A is for aargh
1. A few years ago Charlie gave me a tshirt with the phrase ‘I have issues’ on the front. Even though that was before I started therapy, that was nothing new, therefore I wasn’t offended. I don’t wear it anymore, partly because my mother’s nicked it (I ‘m not 100% sure she gets the meaning of it, but it’s soft) and partly because it attracted the wrong kind of lesbians. The wrong kind for me, that is. I’m not into crisis seekers. Nope.
2. Still….Blogpeople, do you know what my problem is? I have a list of blogposts this long, all starting with ‘Blogpeople, do you know what my problem is?’ Ad infinitum.
In the series, ‘blogpeople, do you know what my problem is?’, tonight’s is: I’m competitive and I don’t like it. It’s a poison.
3. For example, let me tell you about my Spanish class. It’s my blog anyway, I can do whatever I want. I love my Spanish class! Especially since the only contender I had for top of the class has dropped out three weeks ago (and I have had no hand in that disappearance whatsoever.) Anyway, I have my final exam next week, until then I’ll be getting a rash, and if I don’t get ‘sobresaliente 2’, I’ll probably vomit.
4. In my first year of primary school, I carefully selected the boy from my class that I could spend the rest of the year having a crush on. The (unspoken) criteria were: a) he had to have cute hair b) but not as cute as mine c) he had to run the fastest d) but I had to run faster e) he had to have the best grades in the year group f) but not as good as mine.
I must have been a right pain in the ass; and the boy with the cutest hair turned out to be the class dunce anyway.

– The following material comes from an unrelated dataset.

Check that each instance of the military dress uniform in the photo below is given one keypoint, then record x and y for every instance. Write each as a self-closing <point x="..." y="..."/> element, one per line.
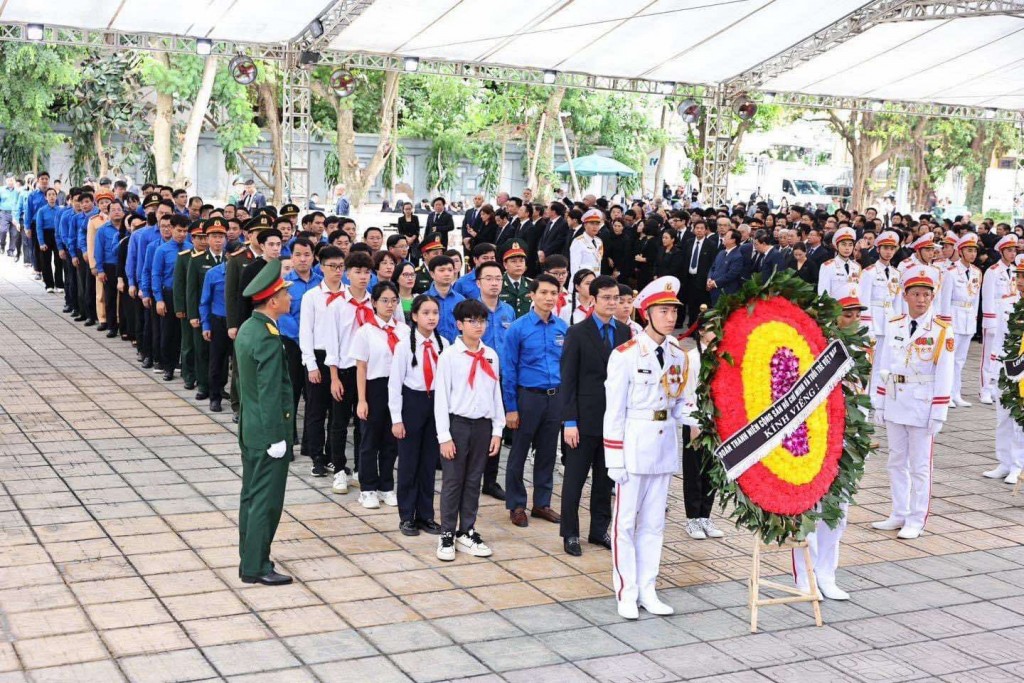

5. What’s the antidote for competitiveness? A nunnery? I’d probably find something. Who’d have the best hair shirt, perhaps.
6. I’m having a crap week. I blame it on Mercury, which is doing something retro that planets do, and which sucks, apparently.
Michel Simon dans un musée du sexe ?
4 years ago
2 comments:
Crap week, crap weather, crap planets. You fancy hiding under the duvet this weekend? You can be as competitive as you want - I promise you can beat me ;-)
Would you be as funny if you weren't competitive ? (I mean funny-making-us-laugh-with-your-searing-wit, obviously, not funny-dorky-doofusish.) Is your competitiveness unattractive to others ? I think competitiveness (to an appropriate degree, of course) can be a very attractive trait, as long as its not all twisted and turned in on itself. And you are definitely the best francophone anglophile lesbian blogger I know. By miles.